1. The quality of figure 1,2,3 and 5 still needs to be improved. I could barely recognize some of the contents.

2. The authors did not respond to the segmental duplication in Figure 2 and how they define gain/loss/synteny of neighboring genes. Nor did they respond to why MF1 and MF2 have more genes than LF.

3. For heatmap, although the authors perform a correlation analysis in Figure 4, it did not prove ‘co-orthologous genes have similar expression’. Some co-orthologous are not clustered together (e.g. sweet 5). They also need to describe the numbers in the figure legend.
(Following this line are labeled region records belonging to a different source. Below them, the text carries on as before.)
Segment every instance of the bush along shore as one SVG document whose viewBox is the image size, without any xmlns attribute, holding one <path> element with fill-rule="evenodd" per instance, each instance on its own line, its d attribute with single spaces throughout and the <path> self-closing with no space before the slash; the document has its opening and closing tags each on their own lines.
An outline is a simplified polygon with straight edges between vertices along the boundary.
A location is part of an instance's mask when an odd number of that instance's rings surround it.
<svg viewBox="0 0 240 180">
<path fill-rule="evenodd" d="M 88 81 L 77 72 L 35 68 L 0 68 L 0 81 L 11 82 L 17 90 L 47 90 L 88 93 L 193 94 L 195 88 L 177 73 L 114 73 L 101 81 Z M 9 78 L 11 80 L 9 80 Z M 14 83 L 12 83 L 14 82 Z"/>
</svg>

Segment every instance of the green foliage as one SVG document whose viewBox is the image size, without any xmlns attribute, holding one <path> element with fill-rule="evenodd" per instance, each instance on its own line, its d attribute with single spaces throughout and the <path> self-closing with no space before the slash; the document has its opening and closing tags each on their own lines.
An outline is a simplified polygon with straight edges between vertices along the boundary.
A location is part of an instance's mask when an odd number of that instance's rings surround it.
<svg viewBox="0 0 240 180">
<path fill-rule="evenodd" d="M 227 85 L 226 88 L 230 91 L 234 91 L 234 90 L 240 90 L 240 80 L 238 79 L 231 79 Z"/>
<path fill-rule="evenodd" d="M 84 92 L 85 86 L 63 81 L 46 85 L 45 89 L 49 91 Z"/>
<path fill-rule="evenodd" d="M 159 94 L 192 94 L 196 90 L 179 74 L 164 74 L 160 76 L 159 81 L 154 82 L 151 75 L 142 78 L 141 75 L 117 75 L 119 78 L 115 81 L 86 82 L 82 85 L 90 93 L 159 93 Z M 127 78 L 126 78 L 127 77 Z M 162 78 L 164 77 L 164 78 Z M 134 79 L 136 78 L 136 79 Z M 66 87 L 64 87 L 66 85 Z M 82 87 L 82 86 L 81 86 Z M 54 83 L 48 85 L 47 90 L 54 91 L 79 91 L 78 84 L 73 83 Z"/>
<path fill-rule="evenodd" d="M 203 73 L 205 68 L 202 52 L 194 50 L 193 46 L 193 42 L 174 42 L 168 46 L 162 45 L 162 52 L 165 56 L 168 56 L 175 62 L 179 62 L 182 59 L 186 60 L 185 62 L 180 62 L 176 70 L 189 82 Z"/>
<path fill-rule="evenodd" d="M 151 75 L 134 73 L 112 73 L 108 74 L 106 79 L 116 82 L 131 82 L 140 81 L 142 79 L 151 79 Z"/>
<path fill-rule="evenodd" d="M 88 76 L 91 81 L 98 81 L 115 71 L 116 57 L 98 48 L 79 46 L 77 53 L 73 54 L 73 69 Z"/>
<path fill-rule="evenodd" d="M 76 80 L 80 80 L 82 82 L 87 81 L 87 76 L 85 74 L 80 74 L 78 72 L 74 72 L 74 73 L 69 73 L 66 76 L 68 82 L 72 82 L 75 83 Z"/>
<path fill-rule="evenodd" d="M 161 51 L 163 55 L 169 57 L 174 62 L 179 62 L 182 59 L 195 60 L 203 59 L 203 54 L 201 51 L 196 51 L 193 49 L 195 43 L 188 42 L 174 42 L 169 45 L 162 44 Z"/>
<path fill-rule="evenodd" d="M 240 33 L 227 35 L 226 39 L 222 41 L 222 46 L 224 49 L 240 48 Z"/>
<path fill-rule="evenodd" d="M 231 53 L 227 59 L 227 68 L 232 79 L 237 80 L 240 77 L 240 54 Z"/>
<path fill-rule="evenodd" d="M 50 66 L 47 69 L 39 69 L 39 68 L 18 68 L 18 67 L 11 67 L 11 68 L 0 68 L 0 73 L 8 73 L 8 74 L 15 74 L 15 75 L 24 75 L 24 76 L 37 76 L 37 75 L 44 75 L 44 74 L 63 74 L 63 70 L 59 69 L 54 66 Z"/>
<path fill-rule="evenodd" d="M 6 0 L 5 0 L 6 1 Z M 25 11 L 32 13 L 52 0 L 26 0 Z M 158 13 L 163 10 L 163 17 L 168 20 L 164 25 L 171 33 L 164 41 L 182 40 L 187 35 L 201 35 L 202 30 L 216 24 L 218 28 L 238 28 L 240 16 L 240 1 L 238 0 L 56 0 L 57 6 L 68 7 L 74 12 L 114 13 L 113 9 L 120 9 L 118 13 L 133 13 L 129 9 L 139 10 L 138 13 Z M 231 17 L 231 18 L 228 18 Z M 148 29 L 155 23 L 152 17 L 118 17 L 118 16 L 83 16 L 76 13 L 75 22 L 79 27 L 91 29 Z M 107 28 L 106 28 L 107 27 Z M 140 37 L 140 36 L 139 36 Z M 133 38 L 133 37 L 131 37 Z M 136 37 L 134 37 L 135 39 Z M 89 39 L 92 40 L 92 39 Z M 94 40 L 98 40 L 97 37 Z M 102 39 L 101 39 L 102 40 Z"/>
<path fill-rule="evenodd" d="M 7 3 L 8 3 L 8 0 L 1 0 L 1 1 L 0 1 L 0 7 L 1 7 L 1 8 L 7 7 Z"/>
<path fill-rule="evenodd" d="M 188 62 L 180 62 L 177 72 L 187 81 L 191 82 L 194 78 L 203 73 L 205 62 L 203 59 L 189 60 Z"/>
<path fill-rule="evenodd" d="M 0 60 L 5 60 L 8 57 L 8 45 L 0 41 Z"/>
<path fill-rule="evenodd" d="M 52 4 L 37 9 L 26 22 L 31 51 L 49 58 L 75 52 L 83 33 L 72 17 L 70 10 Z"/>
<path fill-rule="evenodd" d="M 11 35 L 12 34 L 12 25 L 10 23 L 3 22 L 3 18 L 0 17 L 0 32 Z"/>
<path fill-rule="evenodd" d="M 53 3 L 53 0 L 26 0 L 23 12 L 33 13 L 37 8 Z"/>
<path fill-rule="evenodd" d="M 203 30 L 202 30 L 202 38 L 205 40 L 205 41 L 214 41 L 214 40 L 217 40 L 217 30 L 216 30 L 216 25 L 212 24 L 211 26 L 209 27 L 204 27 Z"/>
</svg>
Furthermore, I think it is a better idea to calculate the correlation of expression levels between/among co-orthologous genes to support their hypothesis.

4. The authors did not change the expression level to ratios as I suggested, nor did they respond to why they did not change. Meanwhile, I did not find where are the statistical tests as they claimed. Finally, the error bars should be based on bio reps not tech reps.

Reviewer 2 Report

Upon re-review of the of the manuscript entitled "The Expanded SWEET Gene Family Following Whole Genome Triplication in Brassica rapa" by Wei, et al. I find that the authors did attempt to improve the clarity of their writing. I don't believe the language quality should prohibit the publication of this work but the manuscript would still benefit from professional editing. As I said before, I find no major problems with their methodology and the scope of their work is similar to others published in this journal.